Unicode support
===============

-----------------------------

[The Rexx Parser](../../) includes optional
support for
[TUTOR-flavored Unicode](https://github.com/RexxLA/rexx-repository/tree/master/ARB/standards/work-in-progress/unicode/UnicodeTools).

API changes
-----------

### New element categories

- [The Element API](../guide/elementapi/) defines five new element categories,
  `.EL.BYTES_STRING`, `.EL.CODEPOINTS_STRING`, `.EL.GRAPHEMES_STRING`,
  `.EL.TEXT_STRING` and `.EL.UNICODE_STRING`, for the new Unicode strings. These
  are defined in [the Globals.cls package](/rexx-parser/doc/ref/categories/),
  and they will be generated by the parser only when Unicode support has been requested.

In that case, the Parser will examine the contents of string literals,
and raise the appropriate syntax errors when the strings do not follow
the Unicode or TUTOR conventions. P- G- and T-strings will be checked
for UTF-8 well-formedness, and, in the case of U-strings,
codepoints will be range checked, names will be checked against
`UnicodeData.txt` and `NameAliases.txt`, and labels will checked against their
respective definitions.

### New HTML classes

- The [HTMLClasses](/rexx-parser/doc/highlighter/HTMLClasses/) routine
  assigns new HTML classes to the newly defined string classes.

### New Parser options

- The [Rexx.Parser](/rexx-parser/doc/ref/classes/rexx.parser/) class
  accepts a new boolean `Unicode` option, which activates Unicode support.

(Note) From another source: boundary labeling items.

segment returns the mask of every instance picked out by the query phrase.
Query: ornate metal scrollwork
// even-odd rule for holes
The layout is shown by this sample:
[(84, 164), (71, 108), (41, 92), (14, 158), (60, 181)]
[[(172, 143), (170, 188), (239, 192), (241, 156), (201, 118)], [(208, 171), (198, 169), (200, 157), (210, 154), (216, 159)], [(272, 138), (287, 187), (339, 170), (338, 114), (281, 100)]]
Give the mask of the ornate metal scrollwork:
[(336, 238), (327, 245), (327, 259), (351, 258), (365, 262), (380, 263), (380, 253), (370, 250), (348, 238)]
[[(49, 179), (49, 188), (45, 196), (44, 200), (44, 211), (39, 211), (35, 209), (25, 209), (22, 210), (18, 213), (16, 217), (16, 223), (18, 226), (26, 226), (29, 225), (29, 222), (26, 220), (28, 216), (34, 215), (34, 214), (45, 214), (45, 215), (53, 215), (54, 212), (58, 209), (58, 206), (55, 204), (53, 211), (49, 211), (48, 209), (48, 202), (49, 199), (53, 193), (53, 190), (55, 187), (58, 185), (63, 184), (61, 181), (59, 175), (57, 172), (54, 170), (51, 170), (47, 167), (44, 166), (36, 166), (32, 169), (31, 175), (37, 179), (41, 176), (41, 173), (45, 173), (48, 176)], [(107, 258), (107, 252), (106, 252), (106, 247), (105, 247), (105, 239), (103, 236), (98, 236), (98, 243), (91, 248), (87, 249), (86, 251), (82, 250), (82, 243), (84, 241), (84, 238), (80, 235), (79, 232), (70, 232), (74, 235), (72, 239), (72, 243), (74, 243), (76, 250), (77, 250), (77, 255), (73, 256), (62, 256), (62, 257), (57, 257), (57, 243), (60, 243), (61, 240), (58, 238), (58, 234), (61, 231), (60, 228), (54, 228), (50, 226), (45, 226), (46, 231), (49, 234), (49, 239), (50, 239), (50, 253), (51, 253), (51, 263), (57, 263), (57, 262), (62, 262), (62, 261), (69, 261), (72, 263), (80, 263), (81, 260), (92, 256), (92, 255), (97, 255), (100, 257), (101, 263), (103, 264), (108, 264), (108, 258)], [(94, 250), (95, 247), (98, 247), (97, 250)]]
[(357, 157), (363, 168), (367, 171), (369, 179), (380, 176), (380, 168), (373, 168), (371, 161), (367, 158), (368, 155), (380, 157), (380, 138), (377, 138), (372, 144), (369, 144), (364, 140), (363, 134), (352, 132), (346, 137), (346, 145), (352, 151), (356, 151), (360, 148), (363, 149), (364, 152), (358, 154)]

Updated programs and utilities
------------------------------

- The [FencedCode](/rexx-parser/doc/highlighter/FencedCode/)
  routine accepts `TUTOR` and `Unicode` as new atributes in Rexx fenced code blocks.
  They both activate Unicode support.
- The [Highlighter class](/rexx-parser/doc/ref/classes/highlighter/) class
  accepts `TUTOR` and `Unicode` options. They both activate Unicode support.
- Both the [highlight.rex](/rexx-parser/doc/utilities/highlight/)
  and [elements.rex](/rexx-parser/doc/utilities/elements/) utilities accept new
  `-u`, `--tutor` and `--unicode` options, which enable Unicode support.